The aim of producing this dataset of ~200k lead-like compounds is to dock a large number of potential leads into PabB and obtain docking scores. Compounds that dock with a high affinity when compared to the known binders can be used alongside the known binders as a list of compounds to seed chemsampler. We are looking for 50-100 compounds to use as a seed. Chemsampler will then sample and generate ~1 million compounds.
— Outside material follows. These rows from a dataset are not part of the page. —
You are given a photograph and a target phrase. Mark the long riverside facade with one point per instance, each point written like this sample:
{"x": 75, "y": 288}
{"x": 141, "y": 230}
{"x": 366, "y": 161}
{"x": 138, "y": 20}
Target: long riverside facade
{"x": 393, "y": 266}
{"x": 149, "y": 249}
These can be filtered, remaining compounds re-docked and further generation can occur.

In [3]:
# Define the paths for the input and output files
smiles_csv = os.path.join(DATAPATH, 'smiles', 'reference_library.csv')
filtered_smiles = os.path.join(DATAPATH, 'smiles', 'testfiltered_std_smiles.csv')

# Read the SMILES strings from the CSV file into a DataFrame
df = pd.read_csv(smiles_csv, skiprows=1, header=None, names=['SMILES']) #can add skiprows=1 is there is a smiles header

# Create an empty list to store the selected SMILES strings
selected = []

# Loop through the SMILES strings and filter by molecular properties
for s in df['SMILES']:
    mol = Chem.MolFromSmiles(s)
    mw = Descriptors.MolWt(mol)
    logp = Descriptors.MolLogP(mol)
    hacceptors = Descriptors.NumHAcceptors(mol)
    hdonors = Descriptors.NumHDonors(mol)
    numrotatablebonds = Descriptors.NumRotatableBonds(mol)
    if 250 <= mw <= 450 and 1 <= logp <= 3 and hacceptors <= 5 and hdonors <= 4 and numrotatablebonds <= 5: 
        selected.append(s)

# Write the selected SMILES strings to a new CSV file
df_selected = pd.DataFrame({'SMILES': selected})
df_selected.to_csv(filtered_smiles, index=False)

In [14]:
len(df["SMILES"]) #how many original smiles?

1999381

In [24]:
len(selected) #how many in our list?

201515

In [45]:
id_list = (range(0, 201515))
len(id_list) # must create a list of 'IDs' for the ID column - this is required for the scorer.py

In [51]:
filtered_selected = os.path.join(DATAPATH, "smiles", "200k_for_chemsampler.csv")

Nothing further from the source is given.